Our brains love questions.  It’s the nature of the mind.

Yet, we often fail to realize how powerful these questions can be and how much they can consume our lives.  For both good and bad.

But let’s assume we all want more love, more joy, and more beautiful time with our family.  Given that, it’s essential then to notice how we use (or abuse) questions to direct attention and energy.
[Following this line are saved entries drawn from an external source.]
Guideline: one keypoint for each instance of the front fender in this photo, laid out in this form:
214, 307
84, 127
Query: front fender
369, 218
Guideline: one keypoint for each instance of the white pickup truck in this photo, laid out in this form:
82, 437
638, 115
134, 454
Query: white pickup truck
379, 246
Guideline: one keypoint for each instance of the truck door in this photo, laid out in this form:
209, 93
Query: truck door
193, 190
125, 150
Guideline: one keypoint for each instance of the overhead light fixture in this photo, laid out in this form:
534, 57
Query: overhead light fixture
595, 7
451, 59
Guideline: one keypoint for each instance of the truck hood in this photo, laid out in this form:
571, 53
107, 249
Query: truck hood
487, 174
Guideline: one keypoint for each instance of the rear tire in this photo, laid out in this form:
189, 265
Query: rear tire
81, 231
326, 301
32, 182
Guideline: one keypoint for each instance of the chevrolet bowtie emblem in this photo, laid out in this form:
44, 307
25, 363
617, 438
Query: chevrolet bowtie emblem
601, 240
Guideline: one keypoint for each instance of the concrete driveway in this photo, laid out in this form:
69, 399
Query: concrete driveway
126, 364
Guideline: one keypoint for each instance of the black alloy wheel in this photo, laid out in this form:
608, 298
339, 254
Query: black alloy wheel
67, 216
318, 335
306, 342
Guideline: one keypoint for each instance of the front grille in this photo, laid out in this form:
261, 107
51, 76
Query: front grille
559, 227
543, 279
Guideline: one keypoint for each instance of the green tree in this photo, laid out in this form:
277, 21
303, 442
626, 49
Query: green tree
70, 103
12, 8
Without really noticing, we can be creating one outcome that is quite negative, while having the intention of something very different. 

Wasted Questions!

What do I mean by wasted questions?  These are questions that serve no value.  They do not help you.  They do not support your child.  They do not bring about a better understanding.  They do not change behavior.  They serve to waste time and direct attention toward portions of life outside of our control.  Thus, they produce negative feeling states, with no useful change in behavior.   Here are a few examples:

  • “Why are you doing that?”  
  • “Didn’t I ask you to stop?”  
  • “What’s wrong with you?”  
  • “Why can’t you listen to me?”  
  • “Is there a problem with your hearing?”  
  • “Why did you take that from your brother?”
  • “Why are you still up?”  
  • “What are you doing?”

For many of you, you might notice that you’ve asked these questions or similar questions quite frequently.  It’s not that there is ever a meaningful answer.  It’s not that the answer makes a difference.  Thus, I consider these to be “wasted questions.”

They do not serve you, and they do not help your children.  They waste time!  But they do so at the expense of something vital.  And that is that it tricks your brain into thinking that you might be doing something useful when you are doing something hurtful.  If your kids aren’t listening, you need a better plan.   If they keep making the same mistakes over and over, you need a better plan.  If they never get to bed on time, you need a better plan.  
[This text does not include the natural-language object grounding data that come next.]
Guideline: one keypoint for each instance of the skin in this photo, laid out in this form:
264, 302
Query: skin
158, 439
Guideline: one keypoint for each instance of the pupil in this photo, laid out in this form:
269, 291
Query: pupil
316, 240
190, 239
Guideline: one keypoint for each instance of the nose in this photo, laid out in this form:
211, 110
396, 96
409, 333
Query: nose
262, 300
The wasted questions waste your time and keep you, and your child likely focused on answers that will not help.  You cannot discover or initiate an effective parenting plan while doing this.  There are parenting strategies that work.  You can change your child’s habits, get them to listen, and go to bed on time, and get siblings to get along, and get through homework and responsibilities without a battle.  This is all workable.  But to do so, you need a better plan and to get rid of the wasted questions.

Why Is This The Misery Formula?

Whenever we ask a question, our brains begin to wait for an answer.  It’s like turning on a computer and putting in a question for Google to answer.  Just like Google goes to work to search for an answer, so does your brain!  As well as your child’s brain. 

The problem is that there is no right answer to the question (typically).  Perhaps there’s a shrug, or a pointed finger, or maybe an excuse.  Of course, it’s the same excuse.  It’s the same shrug.  It’s the same finger-pointing.

And what happens next?  You get upset!  You get angry!  You get frustrated!  And your child experiences much of the same.    

You can see where this is taking us.  Wasted questions lead our brains down a path into a black hole of misery.  We think we’re asking a question that might bring a real answer, but it doesn’t.  It just brings misery.

So the bottom line is simple:  Avoid wasted questions and wasted time, and you avoid the misery as well.  Of course, you might have to go looking for a better parenting plan.  And you might find that everyone seems to feel a bit better, just because attention is not focused on the misery path.

Also, if you abandon the misery formula, you may become much more interested in ‘action’ vs. words, and this will inevitably lead to better results.